In the day of my trouble I call on you, for you will answer me. (v. 7)
When Beatrice moved to assisted living, her transition to the new setting was smooth. The one hiccup in her experience was her assigned dining room tablemate. Beatrice loves company and gets along well with others, but found it impossible to enjoy eating every meal with Carol. Her tablemate constantly complained about everything: the food, the staff, the weather, her family. When not complaining, she gossiped. Beatrice knew that Carol needed a friend, so she spent her first few months politely listening and trying to steer conversations in a positive direction. When that failed, she found the courage to tell Carol how distressing she found the continual complaints and gossip. Carol complained about her saying that.

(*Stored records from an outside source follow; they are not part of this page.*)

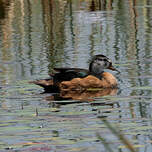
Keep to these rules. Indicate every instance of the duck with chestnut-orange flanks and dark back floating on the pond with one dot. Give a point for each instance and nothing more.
(65, 79)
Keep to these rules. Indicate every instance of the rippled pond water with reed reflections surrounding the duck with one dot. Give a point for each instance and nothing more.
(36, 36)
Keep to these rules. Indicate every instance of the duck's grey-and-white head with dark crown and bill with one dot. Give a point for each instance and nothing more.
(99, 63)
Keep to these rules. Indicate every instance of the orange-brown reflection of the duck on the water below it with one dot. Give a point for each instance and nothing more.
(87, 95)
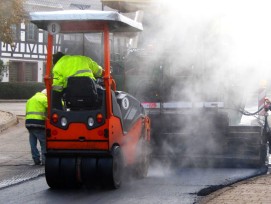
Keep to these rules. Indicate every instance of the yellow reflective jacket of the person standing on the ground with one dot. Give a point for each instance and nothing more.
(36, 111)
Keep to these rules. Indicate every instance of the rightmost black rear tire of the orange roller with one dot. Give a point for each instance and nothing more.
(111, 169)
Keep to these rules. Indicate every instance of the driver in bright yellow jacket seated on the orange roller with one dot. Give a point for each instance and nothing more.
(71, 65)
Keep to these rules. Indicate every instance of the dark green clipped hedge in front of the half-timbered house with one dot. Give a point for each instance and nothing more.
(16, 90)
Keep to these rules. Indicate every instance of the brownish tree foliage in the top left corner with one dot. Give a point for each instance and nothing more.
(11, 13)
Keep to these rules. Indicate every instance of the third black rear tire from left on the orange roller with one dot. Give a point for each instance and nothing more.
(89, 172)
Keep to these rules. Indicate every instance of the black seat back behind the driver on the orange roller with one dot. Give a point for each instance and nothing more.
(81, 94)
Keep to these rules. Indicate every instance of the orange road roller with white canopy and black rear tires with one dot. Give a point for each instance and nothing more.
(98, 133)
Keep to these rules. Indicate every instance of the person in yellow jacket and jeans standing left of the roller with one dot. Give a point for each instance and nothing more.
(36, 110)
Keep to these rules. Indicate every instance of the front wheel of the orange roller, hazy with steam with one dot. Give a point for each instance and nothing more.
(143, 159)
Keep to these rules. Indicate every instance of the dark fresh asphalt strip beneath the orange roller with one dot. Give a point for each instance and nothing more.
(162, 185)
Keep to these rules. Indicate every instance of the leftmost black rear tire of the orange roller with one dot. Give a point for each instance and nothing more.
(52, 172)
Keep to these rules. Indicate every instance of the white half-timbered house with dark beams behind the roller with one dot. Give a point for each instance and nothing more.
(25, 60)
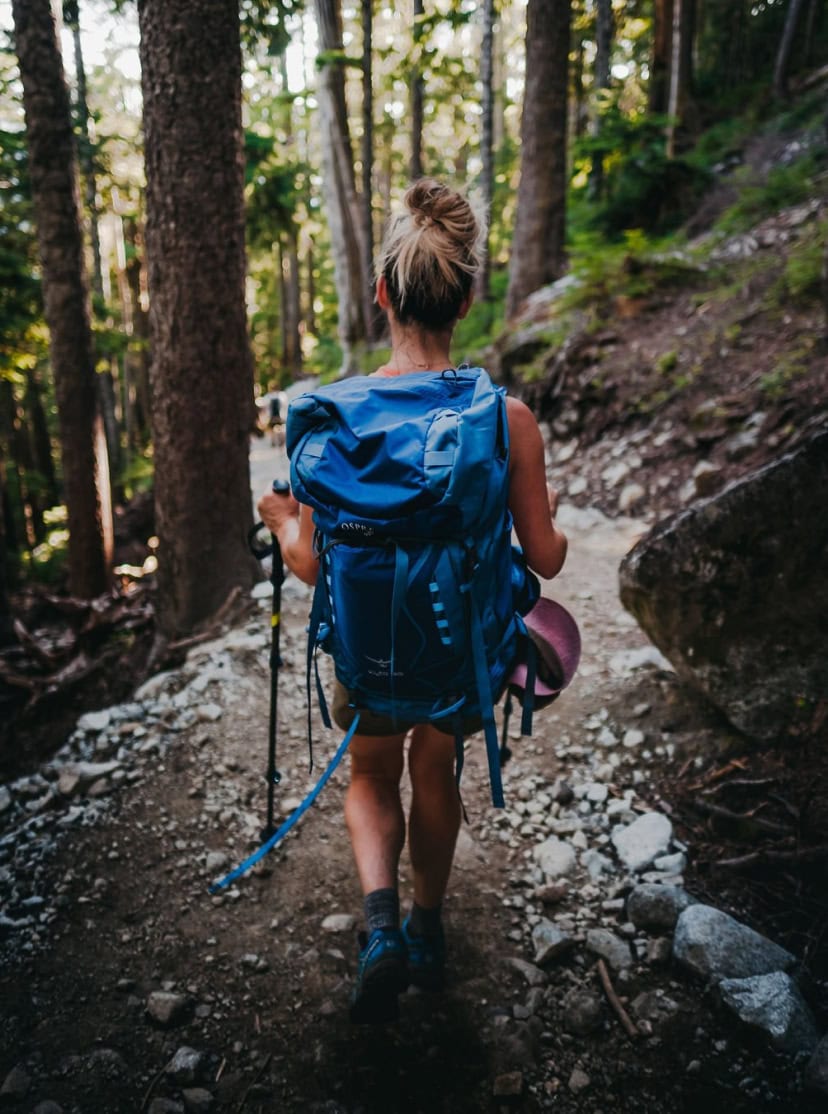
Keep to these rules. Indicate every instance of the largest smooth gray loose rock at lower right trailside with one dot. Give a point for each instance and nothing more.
(715, 946)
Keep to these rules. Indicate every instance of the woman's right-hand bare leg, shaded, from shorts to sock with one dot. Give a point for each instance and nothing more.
(435, 818)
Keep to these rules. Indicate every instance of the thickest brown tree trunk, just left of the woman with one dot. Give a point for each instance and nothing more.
(202, 373)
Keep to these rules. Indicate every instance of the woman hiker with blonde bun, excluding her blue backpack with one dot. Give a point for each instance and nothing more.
(428, 262)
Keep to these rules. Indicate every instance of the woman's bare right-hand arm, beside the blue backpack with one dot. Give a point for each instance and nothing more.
(532, 503)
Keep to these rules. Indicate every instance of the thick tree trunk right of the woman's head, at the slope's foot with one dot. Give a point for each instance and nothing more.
(538, 251)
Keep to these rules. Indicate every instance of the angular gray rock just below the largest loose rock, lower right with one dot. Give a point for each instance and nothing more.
(773, 1004)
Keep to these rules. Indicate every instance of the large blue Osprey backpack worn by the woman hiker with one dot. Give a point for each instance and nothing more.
(421, 591)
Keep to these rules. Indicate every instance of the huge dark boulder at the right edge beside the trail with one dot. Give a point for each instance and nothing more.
(734, 593)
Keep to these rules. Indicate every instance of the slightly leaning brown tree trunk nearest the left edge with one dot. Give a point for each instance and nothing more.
(54, 181)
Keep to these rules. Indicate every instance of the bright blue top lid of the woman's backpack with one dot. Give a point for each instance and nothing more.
(416, 454)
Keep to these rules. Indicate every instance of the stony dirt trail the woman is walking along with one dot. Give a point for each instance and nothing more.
(259, 990)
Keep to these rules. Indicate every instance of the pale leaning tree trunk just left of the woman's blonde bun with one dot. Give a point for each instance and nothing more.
(343, 209)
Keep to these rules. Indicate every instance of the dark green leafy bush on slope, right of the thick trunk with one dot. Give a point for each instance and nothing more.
(642, 188)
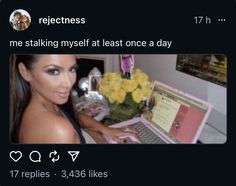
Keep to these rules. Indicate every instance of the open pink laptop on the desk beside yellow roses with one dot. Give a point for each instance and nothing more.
(172, 117)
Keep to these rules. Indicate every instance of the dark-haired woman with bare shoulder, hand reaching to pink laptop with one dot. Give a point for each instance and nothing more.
(41, 107)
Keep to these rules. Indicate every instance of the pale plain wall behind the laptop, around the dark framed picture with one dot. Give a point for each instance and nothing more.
(162, 68)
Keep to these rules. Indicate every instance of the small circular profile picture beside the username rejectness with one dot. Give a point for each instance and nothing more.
(20, 20)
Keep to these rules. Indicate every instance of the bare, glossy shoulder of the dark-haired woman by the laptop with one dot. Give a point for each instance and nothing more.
(46, 127)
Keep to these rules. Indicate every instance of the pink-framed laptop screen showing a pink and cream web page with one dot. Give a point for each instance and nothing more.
(179, 115)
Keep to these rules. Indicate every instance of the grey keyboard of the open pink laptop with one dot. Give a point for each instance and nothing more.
(146, 136)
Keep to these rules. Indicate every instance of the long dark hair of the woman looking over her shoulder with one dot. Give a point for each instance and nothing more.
(20, 93)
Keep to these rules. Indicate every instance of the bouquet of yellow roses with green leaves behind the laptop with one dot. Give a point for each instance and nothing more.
(126, 96)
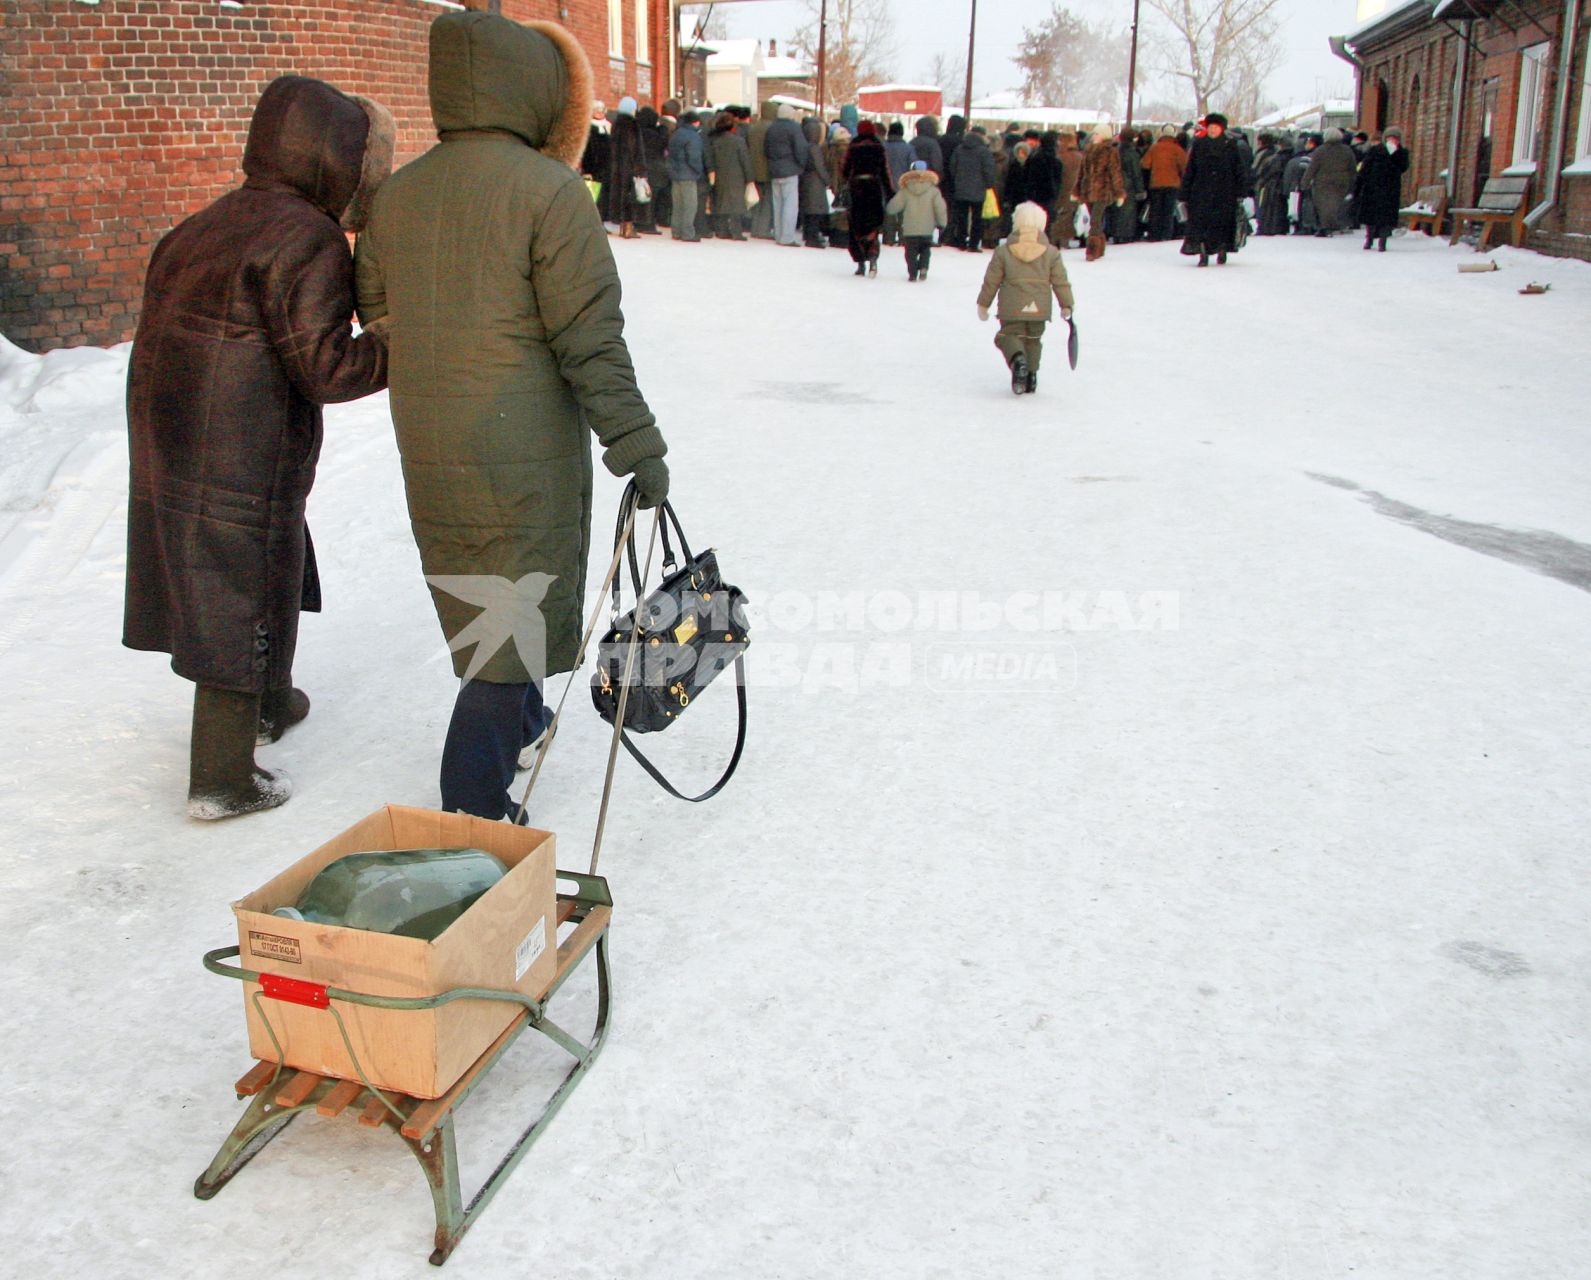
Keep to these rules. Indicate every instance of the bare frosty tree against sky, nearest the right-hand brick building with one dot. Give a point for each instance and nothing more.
(1224, 50)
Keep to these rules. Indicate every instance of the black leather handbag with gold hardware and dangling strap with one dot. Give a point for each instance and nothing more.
(693, 629)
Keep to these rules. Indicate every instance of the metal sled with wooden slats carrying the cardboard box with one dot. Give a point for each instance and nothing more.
(426, 1125)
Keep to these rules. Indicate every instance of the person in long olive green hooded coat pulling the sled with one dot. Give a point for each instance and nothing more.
(507, 347)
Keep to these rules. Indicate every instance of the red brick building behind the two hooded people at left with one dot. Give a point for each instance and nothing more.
(123, 117)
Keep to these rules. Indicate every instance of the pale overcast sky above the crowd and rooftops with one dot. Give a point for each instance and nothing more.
(925, 28)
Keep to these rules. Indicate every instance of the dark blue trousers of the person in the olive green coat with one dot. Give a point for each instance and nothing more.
(491, 726)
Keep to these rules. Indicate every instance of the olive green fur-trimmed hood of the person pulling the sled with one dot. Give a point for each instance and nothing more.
(531, 80)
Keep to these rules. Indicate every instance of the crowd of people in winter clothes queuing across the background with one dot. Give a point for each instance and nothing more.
(855, 184)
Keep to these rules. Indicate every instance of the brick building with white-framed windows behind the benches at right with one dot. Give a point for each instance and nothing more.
(1488, 88)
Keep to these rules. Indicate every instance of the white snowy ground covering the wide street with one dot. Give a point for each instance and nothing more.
(1245, 937)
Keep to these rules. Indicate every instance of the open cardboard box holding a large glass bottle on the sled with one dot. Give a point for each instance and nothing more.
(507, 942)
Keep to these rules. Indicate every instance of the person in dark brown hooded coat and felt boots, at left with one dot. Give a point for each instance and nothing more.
(246, 333)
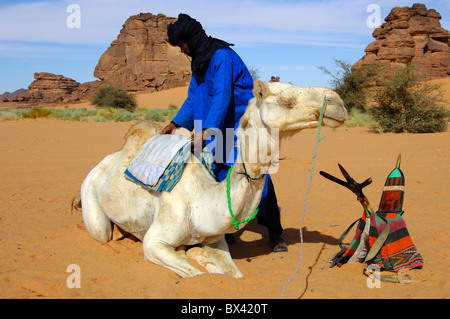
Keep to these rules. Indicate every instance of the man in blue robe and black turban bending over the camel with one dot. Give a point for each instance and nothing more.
(218, 95)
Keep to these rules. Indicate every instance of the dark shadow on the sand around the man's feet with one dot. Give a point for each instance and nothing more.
(242, 249)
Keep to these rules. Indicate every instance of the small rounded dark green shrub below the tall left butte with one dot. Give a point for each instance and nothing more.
(110, 96)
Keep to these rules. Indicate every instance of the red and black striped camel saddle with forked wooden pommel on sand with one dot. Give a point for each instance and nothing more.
(381, 237)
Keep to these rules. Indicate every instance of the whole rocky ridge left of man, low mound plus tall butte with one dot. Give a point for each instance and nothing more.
(140, 59)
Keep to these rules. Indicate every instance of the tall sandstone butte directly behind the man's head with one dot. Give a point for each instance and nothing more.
(141, 57)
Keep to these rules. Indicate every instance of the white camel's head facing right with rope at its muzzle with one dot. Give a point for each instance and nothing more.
(288, 107)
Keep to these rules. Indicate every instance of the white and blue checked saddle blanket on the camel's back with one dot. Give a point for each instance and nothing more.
(159, 163)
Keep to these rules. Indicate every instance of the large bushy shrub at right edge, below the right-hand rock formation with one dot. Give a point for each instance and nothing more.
(406, 104)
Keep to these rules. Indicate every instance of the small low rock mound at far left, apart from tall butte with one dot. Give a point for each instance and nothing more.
(47, 88)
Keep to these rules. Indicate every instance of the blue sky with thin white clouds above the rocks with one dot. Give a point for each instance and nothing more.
(286, 38)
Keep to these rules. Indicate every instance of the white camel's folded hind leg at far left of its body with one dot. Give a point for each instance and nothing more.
(97, 223)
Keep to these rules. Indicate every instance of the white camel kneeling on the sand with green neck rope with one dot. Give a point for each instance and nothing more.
(196, 212)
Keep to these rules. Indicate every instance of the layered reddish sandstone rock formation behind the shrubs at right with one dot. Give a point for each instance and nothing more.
(411, 35)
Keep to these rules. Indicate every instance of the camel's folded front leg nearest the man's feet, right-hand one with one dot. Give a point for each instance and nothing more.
(220, 255)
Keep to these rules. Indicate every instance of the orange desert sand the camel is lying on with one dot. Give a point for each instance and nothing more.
(44, 162)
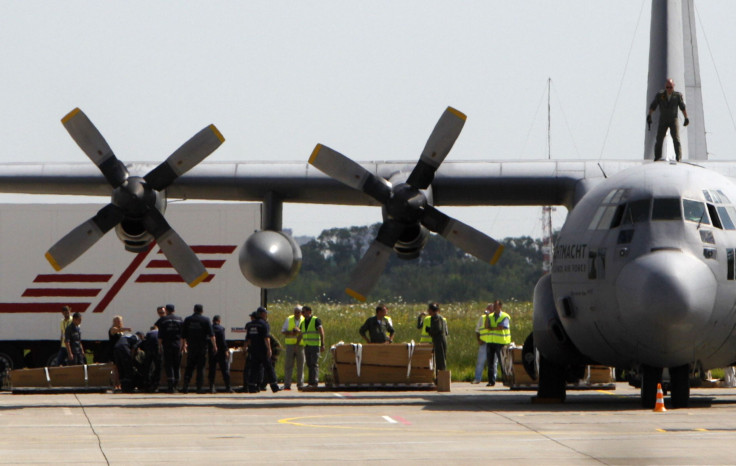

Beatrice started dreading mealtime and getting depressed. She
finally requested a new tablemate. She still greets Carol with a smile
and a hello…on her way to the other side of the dining room. She
leaves the door open for friendship, but won’t let Carol drag her
spirit down in the process. “Misery loves company” is how Beatrice
summed up the situation. Those who stew in their misery try to
make those around them miserable as well. But, in her graceful way,
Beatrice acknowledges that everyone in misery does need company,
not only to spread their malcontent but to hopefully dissolve it.
The psalmist models the importance of calling on God for help
in hard times. We too should call on God, as well as friends, family,
clergy, professionals, and anyone else who can provide the company
that we need. We are healthier when we go through life with others.
Do I call on others as often as I really need them? When people come alongside me, do I demonstrate gratitude or grumbling?
God, point me to those who will be able to share the burden of my pain. Give me the privilege of sharing the load for others as well. Amen.